On one side of Madison’s drawing room hung a large painting titled “Supper at Emmaus” from 1610, by Peter Paul Rubens (1577-1640), a Flemish Baroque painter. It depicts the moment from the Gospel of Luke when the resurrected but incognito Jesus revealed himself to two of his disciples (presumed to be Luke and Cleophas) and then instantly vanished from their sight. This seems like an unusual painting for a non-traditional Christian to have hanging in his home, especially because it deals directly with the supernatural.


However, on the opposite wall is another large painting titled “Pan, Youths, and Nymphs” (1630s) by the Dutch painter Gerrit van Honthorst (1592-1656). Pan, as you may know, was the god of nature in Greek mythology. The painting shows a scene of Pan also with several other mythological creatures surrounding a bare-chested female character (the moon goddess Selene?).

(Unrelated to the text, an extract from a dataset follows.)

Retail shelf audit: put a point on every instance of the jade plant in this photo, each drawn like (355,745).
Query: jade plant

So that is a really interesting contrast in one room. Perhaps both paintings were placed there so that regardless of who was waiting to see Mr. Madison, they would have something to view of their liking. However, it might also speak to Madison’s religious mind itself, struggling to make sense of his inherited Christian faith, the dominate faith tradition of his country, while also entertaining new thoughts about revelation, nature, human constructs of religion and Christianity. Then again, perhaps his ex-Quaker wife Dolley demanded something religious be included in such a public and prominent room. Nonetheless, these are two interesting and divergent pieces of artwork to be located in a single room, yet alone facing one another (the staff has done “nail hole analysis” to determine exactly where the pieces of work were hung).
Another thing I found interesting about Madison's drawing room was that he had two different portraits of Thomas Jefferson on two different walls. One Jefferson picture is grouped with several of the Founding Fathers, but the other one is grouped with members of Madison's family. This certainly represents the close relationship between these two men.


In more general news from Montpelier, according to our tour guide, among the upcoming projects during the interior restoration the staff will attempt to reconstruct Madison’s personal library collection. Obviously they will probably not be able to get many originals, so it will mostly be made up of copies of volumes they are able to determine Madison owned. It should be interesting to see what religious tomes he possessed when they complete their research.

4 comments:

Daniel said...

Although I am doubtful that someone's choice of paintings is a good window into his belief system. But I'll pretend to do so just because its fun.

Although supernatural elements surround this story, the event depicted is a natural revelation. Jesus broke bread and, in the breaking of bread, the disciples understood who he was. Jesus was revealed, but without need for miracles or the supernatural.

Theories that Jesus had not actually died on the cross had made it into print in the 18th century, so it is possible that Madison may not have deemed Jesus' presence in the room to be a supernatural event.

I hope I have spinkled enough "maybe"s and "possibly"s and "I wonder"s in there. Sometimes, a painting is just a painting.

Mark D. said...

And Madison, even more than the other top-tier founders, is simply baffling when it comes to religion. He hardly writes about it during his public life, but he was a serious theology student when at Princeton and even spent an extra year at university studying Hebrew with John Witherspoon. He's a puzzle, that's for certain.

I wish he would have written more!

Tom Van Dyke said...

Quite so about Madison, Mark. I get that he didn't cotton to the prevailing established sects, either for their inherent corruption and laziness, or perhaps their doctrines as well. One of these days I'll do a post on Madison's echo of Adam Smith on state-subsidized religion, which I think explains a lot.

Americans as a rule despised those fat cat pastors who cared more about their government subsidy than their flock.

As for the paintings, they were by Dutch masters. Anyone who wouldn't hang them in a place of honor is a brute.

Lindsey Shuman said...

The Madisons were certainly connoisseurs of fine art. By the way, you all know the story of Dolley saving the Washington portrait that still hangs in the Oval Office, don't you?